Tonisha and Josh borrowed her aunt's crumpled car and drove to the seller's house in a middle-class neighborhood. Josh hopped out to take a look. "What do you think?" he asked when he came back.

"It's up to you," Tonisha told him.

Josh took the Suburban for a spin. The seller told him that it had a new transmission and air conditioner. Josh paid, in cash, and drove it home.

"I just hope it lasts," Tonisha said as she pulled out behind him.

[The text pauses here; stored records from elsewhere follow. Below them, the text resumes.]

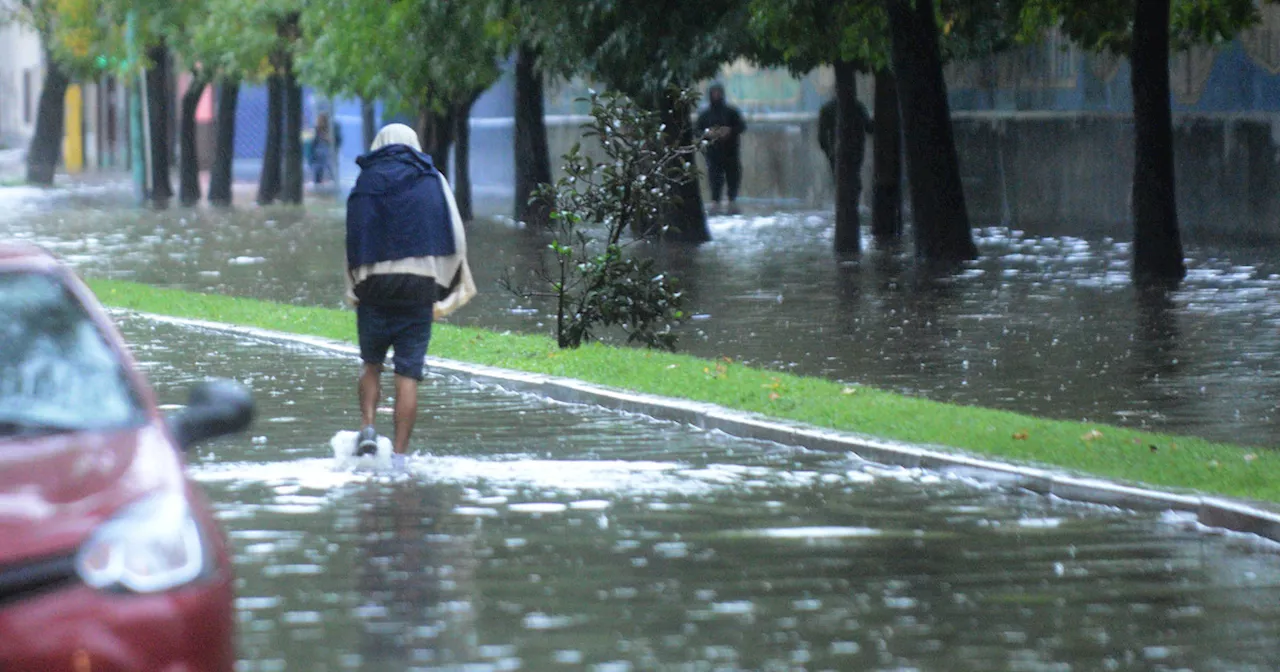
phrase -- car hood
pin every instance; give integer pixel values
(55, 490)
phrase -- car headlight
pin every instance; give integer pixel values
(151, 545)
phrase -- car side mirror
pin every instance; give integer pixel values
(216, 408)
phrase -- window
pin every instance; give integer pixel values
(56, 370)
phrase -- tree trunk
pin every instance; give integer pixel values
(462, 156)
(159, 101)
(188, 169)
(887, 184)
(849, 140)
(224, 150)
(269, 182)
(942, 231)
(686, 220)
(533, 156)
(368, 123)
(46, 145)
(292, 173)
(1157, 247)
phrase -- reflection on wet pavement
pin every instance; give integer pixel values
(1045, 323)
(535, 535)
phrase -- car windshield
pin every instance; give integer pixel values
(56, 370)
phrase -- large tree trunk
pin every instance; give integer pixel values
(159, 96)
(849, 160)
(188, 169)
(46, 145)
(368, 123)
(1157, 247)
(686, 220)
(531, 152)
(942, 231)
(887, 183)
(224, 145)
(292, 173)
(462, 156)
(269, 182)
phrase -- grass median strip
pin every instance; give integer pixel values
(1130, 455)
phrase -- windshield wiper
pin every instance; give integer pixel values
(10, 428)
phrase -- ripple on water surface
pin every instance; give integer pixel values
(1061, 333)
(535, 535)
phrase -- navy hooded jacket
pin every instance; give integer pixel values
(397, 209)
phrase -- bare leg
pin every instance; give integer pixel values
(369, 393)
(406, 411)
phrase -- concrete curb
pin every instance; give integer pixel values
(1208, 511)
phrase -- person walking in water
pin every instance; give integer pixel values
(406, 266)
(324, 145)
(722, 126)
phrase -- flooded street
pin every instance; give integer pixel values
(1043, 323)
(538, 535)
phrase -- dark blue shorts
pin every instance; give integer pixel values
(407, 330)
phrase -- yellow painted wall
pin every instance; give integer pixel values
(73, 138)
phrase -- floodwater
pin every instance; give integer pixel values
(534, 535)
(1043, 323)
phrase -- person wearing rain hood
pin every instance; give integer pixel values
(406, 266)
(722, 126)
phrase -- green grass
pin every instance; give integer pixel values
(1160, 460)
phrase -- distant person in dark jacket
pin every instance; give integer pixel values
(406, 265)
(324, 145)
(722, 126)
(863, 127)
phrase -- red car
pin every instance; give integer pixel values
(110, 557)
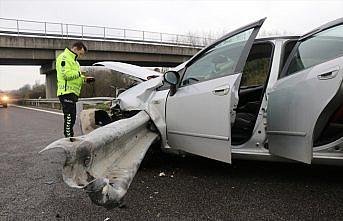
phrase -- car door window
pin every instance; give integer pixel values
(218, 61)
(317, 49)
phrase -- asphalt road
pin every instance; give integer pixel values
(31, 185)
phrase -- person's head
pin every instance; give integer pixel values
(79, 48)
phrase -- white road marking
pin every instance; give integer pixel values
(30, 108)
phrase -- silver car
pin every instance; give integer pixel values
(242, 97)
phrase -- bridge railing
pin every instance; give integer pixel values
(88, 32)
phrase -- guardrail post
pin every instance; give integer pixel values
(45, 29)
(18, 27)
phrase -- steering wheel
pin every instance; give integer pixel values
(187, 80)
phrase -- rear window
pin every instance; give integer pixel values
(320, 48)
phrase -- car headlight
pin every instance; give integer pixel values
(5, 98)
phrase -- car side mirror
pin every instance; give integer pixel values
(172, 78)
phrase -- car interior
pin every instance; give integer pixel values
(252, 87)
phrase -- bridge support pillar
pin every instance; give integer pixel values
(49, 70)
(51, 84)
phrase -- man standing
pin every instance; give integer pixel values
(69, 83)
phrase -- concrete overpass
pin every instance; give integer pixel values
(20, 47)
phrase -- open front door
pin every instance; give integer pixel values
(200, 113)
(311, 78)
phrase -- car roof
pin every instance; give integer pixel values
(271, 38)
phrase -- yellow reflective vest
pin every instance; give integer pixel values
(69, 77)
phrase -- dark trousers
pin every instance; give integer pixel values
(68, 102)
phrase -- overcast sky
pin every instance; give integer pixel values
(179, 17)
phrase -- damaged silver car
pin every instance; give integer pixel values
(241, 97)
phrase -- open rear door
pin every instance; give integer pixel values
(199, 114)
(310, 79)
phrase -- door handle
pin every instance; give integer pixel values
(328, 75)
(221, 91)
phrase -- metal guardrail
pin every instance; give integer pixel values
(52, 102)
(75, 31)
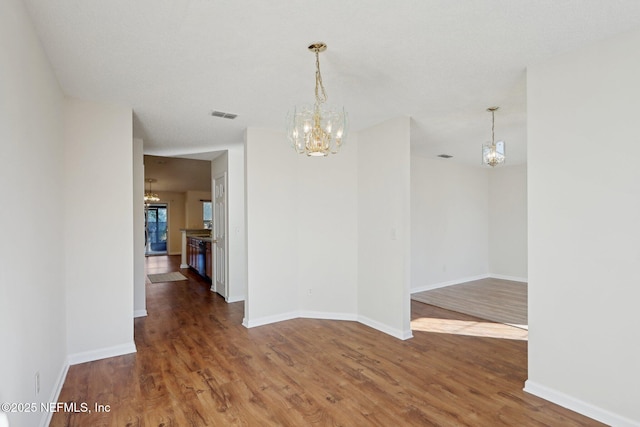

Justice had been in the car for a while, and was getting antsy. Without the car seats, she and Taylor were not strapped in: Taylor was sitting on top of a case of bottled water, and Justice scooted over to the window to peer out.

"Justice!" Tonisha yelled. "Get away from the door! You want to get hurt?" Justice slouched in the back seat and pouted. Tonisha fiddled with the radio, trying to distract her so she wouldn't cry. "Justice!" she called. "It's your song!"

It was Mariah Carey's "Fly Like a Bird." The song is a prayer for strength: "Don't let the world break me tonight…. I pray you'll come and carry me home." Justice bobbed her head to the beat, her braids swaying back and forth. Then she put her head on my shoulder and her hand on my arm. Soon, she was asleep.

I stared out the window, thinking about the storm, about everything I'd seen in the last year, about how silly it had been to think that a 2-year-old would be able to provide me with a happy ending.

Gold has covered Hurricanes Katrina and Rita and their aftermaths for the last year.